A cet égard, il convient de souligner que la délibération de la CNIL restera publique durant les deux années suivants sa publication, ce qui permettra sans aucun doute aux utilisateurs de la plateforme de diffusion de prendre conscience des pratiques particulièrement inquiétantes du leader des petites annonces immobilières en ligne.

 

En effet, à l’heure du tout-numérique, la protection des données personnelles devrait être érigée en principale priorité des acteurs du numériques, et notamment de l’immobilier.

 

Aussi, la délibération de la CNIL fera l’objet d’une analyse, point par point, afin d’attirer l’attention du lecteur sur les négligences particulièrement grossières commises par la société PAP, notamment dans la sécurisation des données personnelles, mettant ainsi en danger la vie privée de plusieurs millions d’utilisateurs !

 

 

1. VIOLATION DES DURÉES DE CONSERVATION (article 5-1 e. RGPD).

 

Aux termes de l’article 5-1, e) du RGPD, les données à caractère personnel doivent être "conservées sous une forme permettant l'identification des personnes concernées pendant une durée n'excédant pas celle nécessaire au regard des finalités pour lesquelles elles sont traitées ".

 

La CNIL constate qu’une distinction est effectuée par la société PAP entre d’une part, les données des clients (abonnement payant), et les données des utilisateurs (utilisation gratuite), les premières étant conservées pour une durée de 10 années, les secondes pour une durée de 5 années.

 

La société PAP invoque l’article D.213-1 du Code de la consommation comme finalité de la conservation des données (obligation de conservation des données pour les contrats d’un montant supérieur ou égal à 120€).

 

Or, la CNIL constate que les données relatives aux clients de la société PAP étaient systématiquement conservées pour une durée de 10 années, indépendant du montant du contrat (inférieur ou supérieur à 120€).
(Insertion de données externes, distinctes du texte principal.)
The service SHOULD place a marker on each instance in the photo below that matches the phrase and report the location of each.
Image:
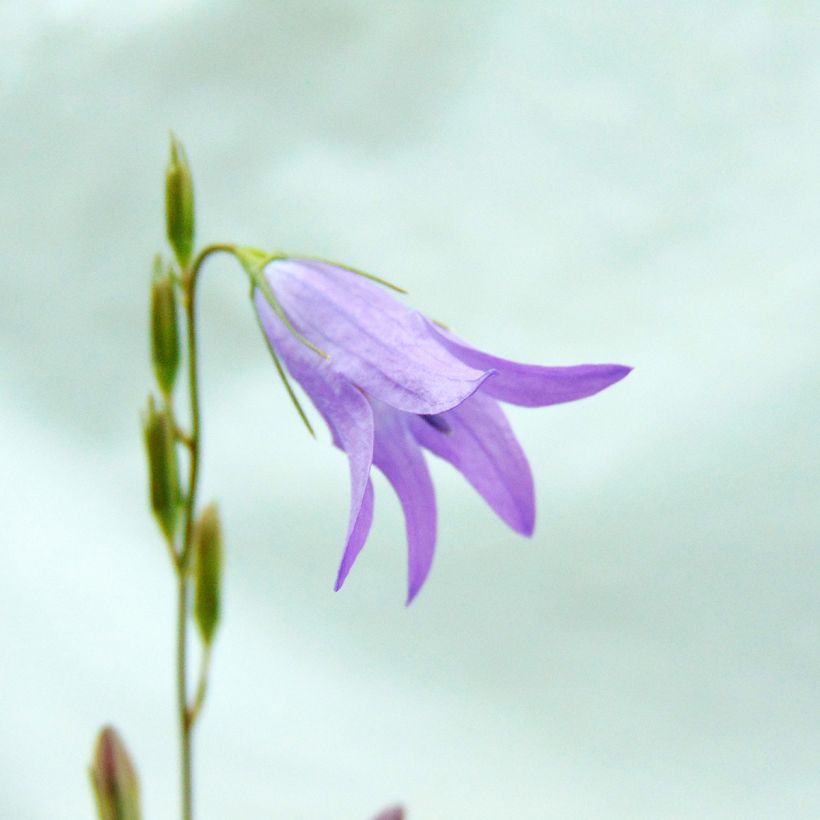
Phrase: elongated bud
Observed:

De même, l’autorité indépendante constate que les données des utilisateurs (sans abonnement), ne pouvaient être valablement conservées sur la seule base de l’article D.213-1 du Code de la consommation, dès lors que cet article n’impose que la conservation des données relatives aux contrats portant sur un montant supérieur ou égal à 120€.

 

De surcroît, la CNIL a constaté que la société conservait au jour du contrôle :

  • 2.394.538 lignes correspondant à des comptes d’utilisateurs de plus de 5 ans (et moins de 10 ans) à compter de la dernière date de connexion ;
  • 737 563 lignes correspondant à des comptes utilisateurs de plus de 10 ans à compter de la date de dernière connexion.

 

Ces faits constituent un grave manquement à l’article 5-1 du RGPD.

 

 

2. VIOLATION DE L'OBLIGATION D'INFORMATION DES PERSONNES (article 13 RGPD).

 

L’article 13 du RGPD prévoit en substance, l’obligation pour tout responsable de traitement, de communiquer aux personnes dont les données à caractère personnel sont collectées, d’informer ses dernières de :

  • L’identité du responsable de traitement ;
  • Ses coordonnées ;
  • Les finalités du traitement mis en œuvre ;
  • Sa base juridique ;
  • Les destinataires ou catégories de destinataire des données ;
  • La durée de conservation des données ;
  • Les différents droits dont bénéficient les propriétaires des données (droit au retrait du consentement, droit d’introduire une réclamation auprès d’une autorité de contrôle, …)
  • Le cas échéant, l’intention du responsable de traitement de transférer les données vers un pays tiers.

 

En l’espèce, la CNIL constate que le site PAP, à travers sa page « politique de protection des données personnelles », ne satisfaisait pas à l’obligation d’information ci-avant rappelé, qui lui était imposée.

 

L’autorité indépendante constate en conséquence, un manquement à l’article 13 du RGPD.

 

 

3. VIOLATION DE L'OBLIGATION D'ENCADRER PAR UN ACTE JURIDIQUE LES TRAITEMENTS EFFECTUÉS  (article 28 RGPD).

 

L’article 28 paragraphe 3 du RGPD prévoit que tout traitement effectué par un sous-traitant pour le compte d’un responsable de traitement doit être régi par un contrat ou tout autre acte juridique.

 

Cet acte juridique doit contenir l’objet, la durée, la nature et la finalité du traitement, le type de données à caractère personnel, les catégories de personnes concernées ainsi que les obligations et les droits du responsable de traitement et les conditions d’intervention du sous-traitant.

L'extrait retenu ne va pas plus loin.